Geraldo noted how Dallis kept looking down, or off to the side. He never held his gaze, and if Dallis looked at him, it was only for a fleeting moment.
“Are you gen perfect?” Geraldo asked.
“Yes. No.” Dallis corrected himself quickly. Both answers were a lie.
“Care to elaborate?” Geraldo leaned forward and clasped his hands together. Trying to pass himself off as easygoing.
“I am gen perfect, but I’m not neurotypical.”
“I see.” Geraldo leaned back. Gen perfect meant they made you as perfectly as they could. Neurotypical was not something they could promise, it was always a risk. And when a child was detected as being neurodivergent it was often terminated by Biloxys while still a fetus, but some fell through the cracks. No system was perfect.
Geraldo shifted uneasily in his seat. Suddenly understanding the strange way Dallis was acting, and feeling remorseful for how he had treated him. Deviants were easy to pick out in a crowd, but neurodivergent not so much.
“Okay, I think I understand,” Geraldo said easily, “but, I need to know if you have ever worked as a netbreaker?”
Dallis looked down at his hands, flipping them over and examining his palms. “Yes.”
“Did you break into the Taurus mainframe?”
“No.” Dallis’s brain waves dipped. He was telling truth.
“Did you allow someone to break into the system?”
“No.” Dallis insisted. Again, he was telling the truth.
“Is it possible that someone could have accessed Taurus while you were away?” Geraldo pushed.
“We have to log in and out every time we leave the room.”
“Okay.” Geralod brought up the report he had been given. “Lets go over that log. You checked in at ten pm?”
“Yes.”
“Okay, stop me if something sounds out of place.” Geraldo began to rambled off the work log. When he had finished he looked up at Dallis. “Dose all that sound correct?”
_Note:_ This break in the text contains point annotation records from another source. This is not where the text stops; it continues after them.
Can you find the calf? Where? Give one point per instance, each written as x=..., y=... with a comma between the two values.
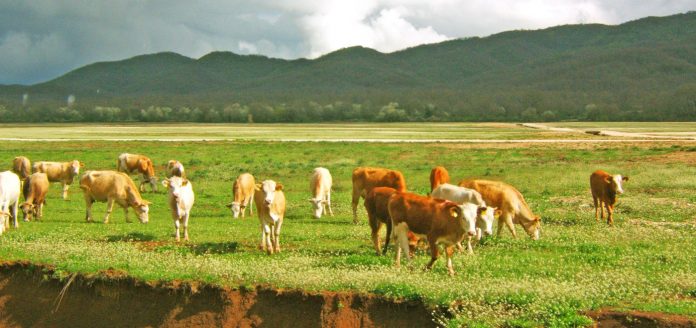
x=34, y=190
x=511, y=204
x=320, y=186
x=242, y=193
x=63, y=172
x=113, y=187
x=438, y=220
x=175, y=169
x=133, y=163
x=9, y=199
x=461, y=195
x=366, y=178
x=605, y=188
x=270, y=207
x=438, y=176
x=180, y=202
“No.” Dallis’s forehead knitted together, bringing his thin eyebrows together.
“What’s wrong with it?”
“I had left at two am to get a chocolate bar from the vending machine.”
“Are you sure?”
“Yes. I go every day at two am. I have the credit history to prove it.” Dallis fished out his terminal from his jacket and tapped away before he turned it around and showed him. Geraldo took the device and tapped on the charge labeled, “Easy Go Snacks.” Every morning at two AM Dallis had charged the same amount, day in and day out.
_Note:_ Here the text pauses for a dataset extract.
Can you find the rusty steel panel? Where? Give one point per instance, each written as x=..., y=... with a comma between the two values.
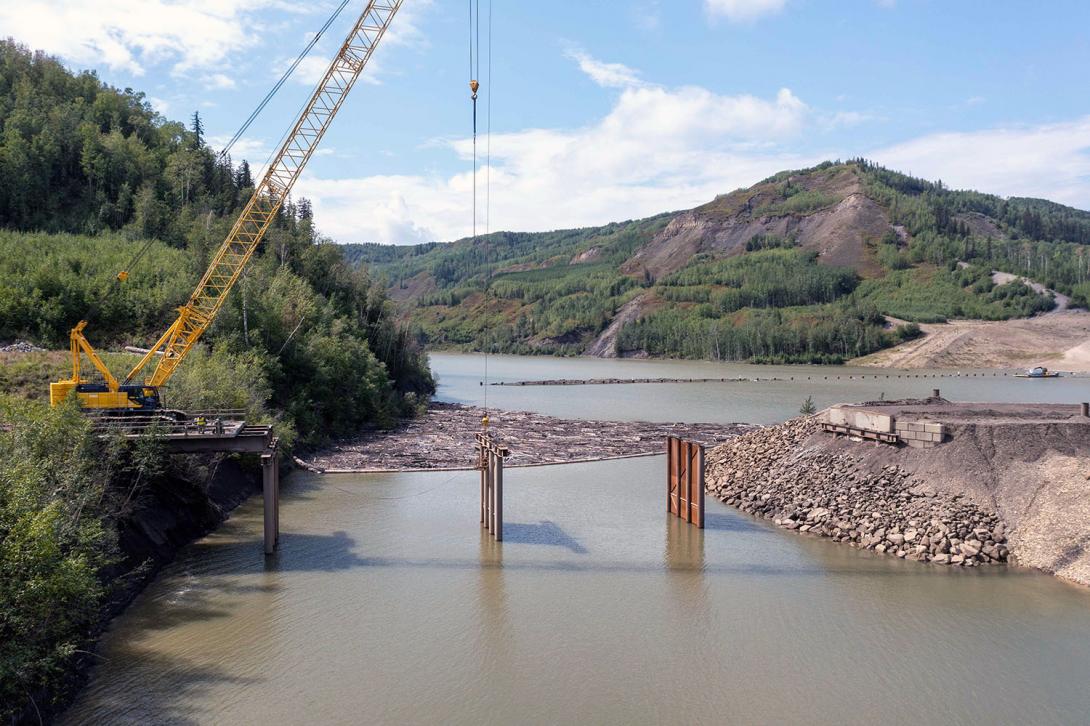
x=685, y=480
x=491, y=463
“Have you given your credit slip to anyone?”
“It’s embedded in my palm.” Dallis held up his hand.
Geraldo could see a corporate logo on his palm. Geraldo narrowed his eyes at the analyst as he loaded up the security footage and typed in the timestamp of one fifty-five AM. The video showed Dallis moving data around the halo vid screens, like some sort of orchestra composer. The man never left the room, which corresponded with the log. Geraldo frowned as he reset the clip and watched it again.
The sound of clapping and shouts lifted his attention for the video. He grunted as he pushed himself to his feet and stomped over to the door and flung it open.
“What the hell is going on?” He asked a page who was standing next to the door.
The man turned, a smile stretching from ear to ear. “Gabriela Fohren won the lottery.”
“Which lottery?”
“Bioloxys.”
Geraldo’s blood ran cold. “That’s not possible,” He whispered to himself. He suddenly found himself with a new suspect. Gabriela was excluded from the lottery.